BANGKOK – In the wake of Brexit and Donald Trump’ election as U.S. President, the global business and finance landscape is poised for a dramatic shift. More specifically, it signals a pronounced move away from globalism, while creating a more competitive climate between individual and increasingly protectionist nations.
This will not only affect commercial capitals such as London and Berlin but also developing nations across the globe, and at the same time creating numerous opportunities for traders and investors. Thailand, for example, has recently enjoyed mixed economic portents of late but remains determined to attract more business events, drive growth and encourage greater investment as it builds towards a brighter future.
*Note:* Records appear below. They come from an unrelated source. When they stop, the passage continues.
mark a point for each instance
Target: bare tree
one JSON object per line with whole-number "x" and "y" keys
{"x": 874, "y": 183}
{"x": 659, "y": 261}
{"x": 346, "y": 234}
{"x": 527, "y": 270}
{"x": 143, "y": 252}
How Thailand Intends to Build on Business Events Sector Growth
In this respect, Thailand appears to have adopted a proactive approach to driving growth. It has also taken steps to capitalise on the ongoing uncertainty that has been created by Brexit, which continued last week as relations between the UK and the EU became increasingly strained.
More specifically, the Thailand Convention and Exhibition Bureau (TCEB) attended the IMEX Frankfurt event last week, and unveiled new strategic initiatives aimed at attracting businesses events and travelers from Europe.
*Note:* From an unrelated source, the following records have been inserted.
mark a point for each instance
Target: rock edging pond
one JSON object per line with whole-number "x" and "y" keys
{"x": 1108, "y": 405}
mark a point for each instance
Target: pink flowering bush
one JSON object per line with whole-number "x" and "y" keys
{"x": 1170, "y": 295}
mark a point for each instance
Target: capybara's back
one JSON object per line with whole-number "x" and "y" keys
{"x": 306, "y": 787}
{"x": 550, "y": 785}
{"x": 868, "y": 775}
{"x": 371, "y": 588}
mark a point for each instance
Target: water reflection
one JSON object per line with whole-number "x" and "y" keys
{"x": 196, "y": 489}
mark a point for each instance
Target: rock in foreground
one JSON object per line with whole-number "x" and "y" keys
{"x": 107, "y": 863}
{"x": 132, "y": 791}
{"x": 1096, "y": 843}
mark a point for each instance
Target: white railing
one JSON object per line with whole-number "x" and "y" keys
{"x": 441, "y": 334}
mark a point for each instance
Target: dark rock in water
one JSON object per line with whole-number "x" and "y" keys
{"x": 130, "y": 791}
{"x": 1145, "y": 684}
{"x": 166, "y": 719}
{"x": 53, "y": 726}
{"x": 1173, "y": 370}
Entitled ‘Thailand CONNECT: Your Vibrant Journey to Business Success‘, the campaign will work in tandem with Thailand’s MICE United IV to target long-haul markets and attract events (along with renewed business investment) from the continent.
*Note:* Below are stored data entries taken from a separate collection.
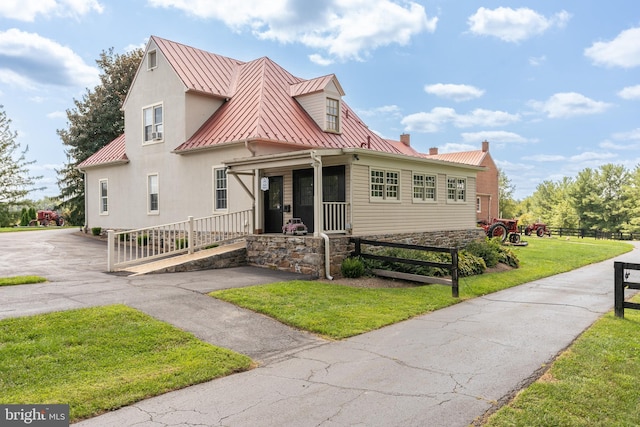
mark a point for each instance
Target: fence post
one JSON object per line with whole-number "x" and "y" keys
{"x": 454, "y": 273}
{"x": 111, "y": 250}
{"x": 191, "y": 234}
{"x": 618, "y": 290}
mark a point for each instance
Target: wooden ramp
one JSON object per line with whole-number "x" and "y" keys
{"x": 187, "y": 262}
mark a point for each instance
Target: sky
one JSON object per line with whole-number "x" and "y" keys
{"x": 554, "y": 86}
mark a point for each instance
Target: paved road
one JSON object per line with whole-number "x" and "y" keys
{"x": 441, "y": 369}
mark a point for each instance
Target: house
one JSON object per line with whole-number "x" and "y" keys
{"x": 206, "y": 135}
{"x": 487, "y": 185}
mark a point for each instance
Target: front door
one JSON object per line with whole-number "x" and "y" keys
{"x": 273, "y": 205}
{"x": 303, "y": 196}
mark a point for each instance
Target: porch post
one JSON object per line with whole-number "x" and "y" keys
{"x": 317, "y": 194}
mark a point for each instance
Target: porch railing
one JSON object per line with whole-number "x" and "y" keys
{"x": 145, "y": 244}
{"x": 335, "y": 217}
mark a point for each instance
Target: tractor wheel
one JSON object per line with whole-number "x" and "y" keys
{"x": 498, "y": 230}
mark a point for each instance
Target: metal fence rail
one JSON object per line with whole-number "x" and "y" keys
{"x": 130, "y": 247}
{"x": 620, "y": 283}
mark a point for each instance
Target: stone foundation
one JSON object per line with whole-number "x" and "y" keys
{"x": 305, "y": 254}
The timing of these campaigns could not have been better, with Thailand having already emerged as a popular commercial hub among European firms during 2016. In terms of numbers, the nation welcomed in excess of 100,000 EU business travelers last year, with earnings reaching a cumulative value of 251 million Euros. In total, Thailand’s global events sector enjoyed even more impressive growth, hosting more than one million attendees and generating impressive revenue of 3.85 million Euros.
Reasons for Optimism in Thailand’s Economy
The development of Thailand’s global business presence, and its strategic move to attract commercial travelers from Europe, offer genuine hope of a brighter future for the nation. It is by no means the only reason for optimism; however, with brokerage firms also reporting growth and renewed investment levels across various markets and asset classes.
The nation’s food and beverage sector grew by a mighty 8.46% during the final quarter of 2016 alone, for example, nearly doubling the rate of expansion showcased by the manufacturing industry. This is largely due to Thailand’s growing presence on the global stage and its natural resources, with commodities such as coconuts particularly popular overseas.
While the circumstances for rubber farmers are less positive, there is still considerable optimism that the market will pick up in the months ahead. Despite the fact that the government’s plans to increase the supply of synthetic rubber by up to 125,000 tons has lowered prices to just Rp 9,000, renewed growth in the automotive sector and the rising demand for natural materials among global giants such as GM will provide rubber farms with a boost as the year progresses.
Despite the global and regional challenges facing Thailand, there are genuine reasons for economic optimism in 2017. Not only can the country consolidate the seeds of growth that were first sewn last year, but it can also look to expand further in a rapidly changing world.